Expresso Documentation

2.0.2

This document describes the C++ array class template package Expresso which provides efficient and flexible arrays for numerical computations with arbitrary array element types.

The library is available for download under the LGPL copyleft terms (see COPYING) from the Download page Printable versions of this document (pdf and ps) are available on the above download page.

Key features

Easy As simple and straightforward to use as the c++ language syntax allows.
Safe memory handling is completely automatic using reference counting. No memory leaks.
Efficient by using expression template techniques there is no need for temporary objects in expressions.

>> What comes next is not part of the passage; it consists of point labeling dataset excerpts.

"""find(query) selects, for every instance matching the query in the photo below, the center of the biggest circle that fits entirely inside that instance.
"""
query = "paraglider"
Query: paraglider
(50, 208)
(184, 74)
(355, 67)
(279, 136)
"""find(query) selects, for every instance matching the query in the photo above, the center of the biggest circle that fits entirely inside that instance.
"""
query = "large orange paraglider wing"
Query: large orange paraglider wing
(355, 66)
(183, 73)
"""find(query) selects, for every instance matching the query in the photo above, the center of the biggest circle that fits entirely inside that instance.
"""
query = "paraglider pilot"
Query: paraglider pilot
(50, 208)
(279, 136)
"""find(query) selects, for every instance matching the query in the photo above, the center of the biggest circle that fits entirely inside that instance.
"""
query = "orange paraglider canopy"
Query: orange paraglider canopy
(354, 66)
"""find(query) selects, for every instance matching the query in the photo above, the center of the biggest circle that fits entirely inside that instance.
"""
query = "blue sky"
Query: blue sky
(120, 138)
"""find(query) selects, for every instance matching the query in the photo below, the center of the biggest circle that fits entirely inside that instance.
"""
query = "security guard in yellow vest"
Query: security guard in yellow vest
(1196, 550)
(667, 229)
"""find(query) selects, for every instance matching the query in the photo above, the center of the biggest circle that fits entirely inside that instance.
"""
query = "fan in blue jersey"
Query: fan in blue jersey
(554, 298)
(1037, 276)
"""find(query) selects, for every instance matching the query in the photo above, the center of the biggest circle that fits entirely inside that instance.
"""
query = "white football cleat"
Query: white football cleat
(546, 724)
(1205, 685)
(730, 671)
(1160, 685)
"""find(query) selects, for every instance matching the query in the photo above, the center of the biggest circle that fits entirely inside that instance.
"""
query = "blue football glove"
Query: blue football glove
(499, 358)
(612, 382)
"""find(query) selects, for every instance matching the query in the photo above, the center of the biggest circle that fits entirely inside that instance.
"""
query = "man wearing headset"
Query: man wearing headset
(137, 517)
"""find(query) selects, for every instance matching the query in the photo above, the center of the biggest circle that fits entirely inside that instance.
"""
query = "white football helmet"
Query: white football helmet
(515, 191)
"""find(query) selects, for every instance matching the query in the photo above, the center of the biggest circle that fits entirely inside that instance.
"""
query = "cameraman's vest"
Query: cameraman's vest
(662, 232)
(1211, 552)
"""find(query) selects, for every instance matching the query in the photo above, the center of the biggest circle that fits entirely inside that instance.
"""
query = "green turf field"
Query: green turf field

Fast elementwise access with parenthesis operator.
Flexible: The rank and the element type is arbitrary (template arguments). The size and index ranges of an array can be reallocated at runtime. Dimensions may be permuted and reversed, much like in matlab. Arrays may refer to subsets of other arrays.
Fortran compatible Pointers can be passed to fortran routines where they are declared as fortran arrays and indexed as usual. The indexing convention is Fortran (innermost rank first).
Extendible The expert may define new array specializations with new ways of storing data, for example banded, sparse ... If certain restrictions are fulfilled, these array types may be used with any other array types or scalars to form expressions using the template operators.

Platforms

Everything is strict ANSI standard C++. Most compilers now implement all the features of ANSI C++ that are needed by expresso.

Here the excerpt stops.